Sometimes slower is better
“Provide users enough time to read and use content.”
“Do not design content in a way that is known to cause seizures or physical reactions.”
Ever seen a message flash by your screen quicker than you could read it?
A screen reader tool couldn’t have read it in time, either.
You don’t want notifications and other temporary items to hang out in your app for longer than is needed—but don’t make them go away too fast, either. Only show a loading screen, say, if the average user would see it long enough to read it. Make notifications disappear on their own, but only after they’ve been visible long enough for anyone to read them–and then consider adding an option to increase the time if needed. And while thinking about fast things, don’t make things blink and strobe, at least without a warning first for those who flashing lights might affect.
Outline your content
“Provide ways to help users navigate, find content, and determine where they are.”

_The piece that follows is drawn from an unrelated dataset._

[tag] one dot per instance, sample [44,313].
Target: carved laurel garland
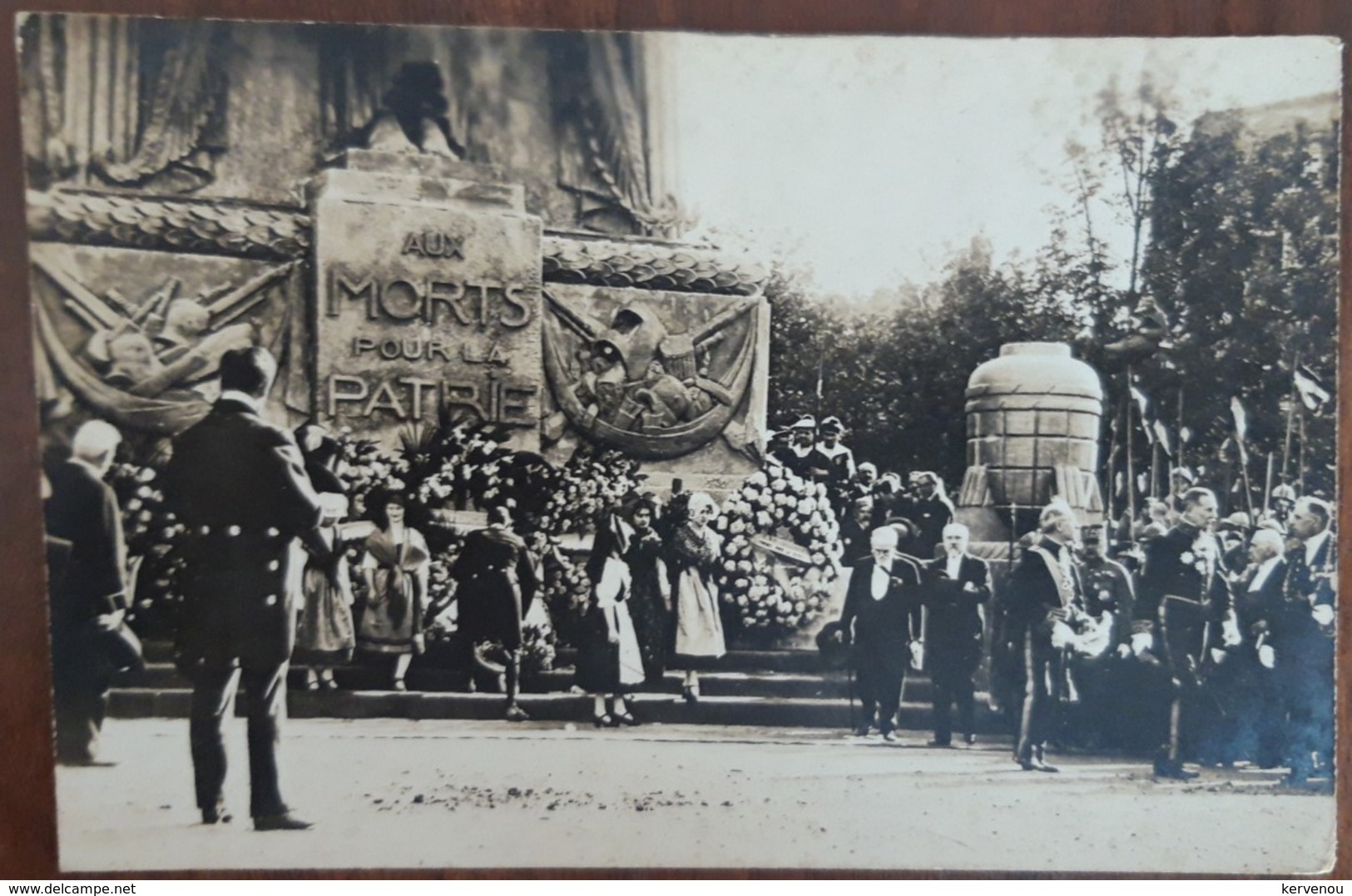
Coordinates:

Site maps are a somewhat-dated way to tell search engines where each page on your website lives—but the idea behind them could help your customers, too. They need a sense of place to find their way around your website.
You can build that with breadcrumbs, which list a short sitemap at the top of a page, showing, for example, that the help page you’re on lives at Home > Help > How to create a document. On longer content, you could include an outline at the beginning, so people can quickly jump to the section they want to read.
Lend a helping hand
“Help users avoid and correct mistakes.”
Ever typed your password in the username field because they were in the wrong order, or deleted a file without meaning to because the instructions weren’t clear?

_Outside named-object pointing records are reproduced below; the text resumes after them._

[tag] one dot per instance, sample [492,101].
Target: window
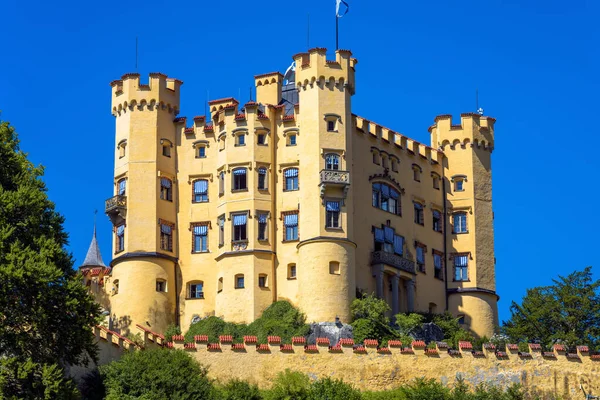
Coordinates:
[166,236]
[221,183]
[291,179]
[196,290]
[200,191]
[291,271]
[239,179]
[461,267]
[262,226]
[437,265]
[221,224]
[332,161]
[239,227]
[262,178]
[332,214]
[200,238]
[290,222]
[419,217]
[122,187]
[166,189]
[437,220]
[334,268]
[262,281]
[386,198]
[239,281]
[120,243]
[417,172]
[460,222]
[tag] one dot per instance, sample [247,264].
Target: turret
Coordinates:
[470,233]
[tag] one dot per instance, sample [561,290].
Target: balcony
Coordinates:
[334,178]
[394,260]
[116,209]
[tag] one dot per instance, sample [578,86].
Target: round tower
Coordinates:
[143,208]
[470,261]
[326,250]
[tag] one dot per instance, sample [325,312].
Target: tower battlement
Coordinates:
[160,90]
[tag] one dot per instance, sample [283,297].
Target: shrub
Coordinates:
[330,389]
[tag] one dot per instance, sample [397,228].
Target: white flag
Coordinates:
[341,8]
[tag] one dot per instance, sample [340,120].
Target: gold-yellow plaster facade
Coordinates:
[340,158]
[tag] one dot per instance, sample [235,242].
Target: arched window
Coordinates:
[262,178]
[200,194]
[291,179]
[332,161]
[166,189]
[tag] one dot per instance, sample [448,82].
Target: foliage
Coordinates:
[289,385]
[156,374]
[567,311]
[46,313]
[239,390]
[330,389]
[279,319]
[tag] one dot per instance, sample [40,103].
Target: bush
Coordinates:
[156,374]
[329,389]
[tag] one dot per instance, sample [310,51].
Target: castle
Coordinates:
[293,197]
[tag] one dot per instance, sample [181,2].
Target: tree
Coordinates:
[46,313]
[567,312]
[155,375]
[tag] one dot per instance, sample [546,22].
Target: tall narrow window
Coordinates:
[262,226]
[460,222]
[166,237]
[239,227]
[290,221]
[166,189]
[200,237]
[332,161]
[120,244]
[419,218]
[461,267]
[291,179]
[262,178]
[332,214]
[122,187]
[200,191]
[437,220]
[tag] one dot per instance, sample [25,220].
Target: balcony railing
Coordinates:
[394,260]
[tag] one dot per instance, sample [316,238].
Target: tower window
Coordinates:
[239,227]
[290,222]
[120,239]
[332,214]
[200,194]
[460,222]
[332,161]
[200,238]
[291,179]
[239,179]
[166,189]
[262,178]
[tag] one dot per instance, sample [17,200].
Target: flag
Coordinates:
[341,8]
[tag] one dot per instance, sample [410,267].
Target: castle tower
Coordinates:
[326,255]
[470,261]
[145,253]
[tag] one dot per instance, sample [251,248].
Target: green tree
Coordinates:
[567,311]
[157,374]
[46,313]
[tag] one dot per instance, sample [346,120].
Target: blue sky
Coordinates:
[535,64]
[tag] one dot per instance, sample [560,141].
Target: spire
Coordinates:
[93,257]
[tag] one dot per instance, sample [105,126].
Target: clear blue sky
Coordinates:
[535,64]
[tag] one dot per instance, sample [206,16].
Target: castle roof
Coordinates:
[93,257]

WCAG section 3 suggests what could be a golden rule of software, that everything should be easily correctable. If people fill out a form and, say, their email is invalid, don’t simply highlight the offending field in red. Add text that says what went wrong—and how to fix it. If it’s been too long and the user is logged out but doesn’t know it yet, prompt them—in text, again—before they click save and inadvertently lose their work. And when things really break, when users hit a 404 page or get a 500 error, include an option to email your team to get hands-on help. Do that every time, and you’ll both help customers fix their own mistakes and let them know that your team cares.
Do things the expected way
“Make Web pages appear and operate in predictable ways.”
Then, perhaps, as the web developer’s equivalent of the physician’s “first do no harm,” WCAG reminds us that the default way is typically the best.
The basics of accessibility aren’t all that complicated. If anything, they’re the same best practices recommended for building apps and websites. It’s just this time, instead of thinking of them as an ideal way to build, think of them as the only way to build, as rules, not guidelines, for building successful apps.
A single H1 headline is best for SEO and accessibility. A correct hierarchy of H2 then H3 then H4 headings helps everyone navigate your website better, whether skimming visually or aloud. Using default HTML elements for buttons and lists instead of custom-styled DIVs makes your code clearer and easier to maintain for developers, while also making it more consistent for users. Making your content reflow well makes it mobile and zoom-friendly at the same time. Adding descriptive alt text to images makes them easier to discover with screen readers and search.
Do things the expected way, and they’ll work better for everyone, whether they’re looking at your site or listening to it through a screen reader.
Start small. Build from there.
With a bit of practice, building accessible sites from the start will become second nature. You’ll fire up your screen reader to see if anything needs to be fixed—and will be pleasantly surprised to find that it works perfectly since you built standards-compliant from the start. You’ll make accessibility testing a key part of your team’s development workflow to start shipping every new feature accessible from day one.
You’ve got this. We’re going to build a better web for everyone, together.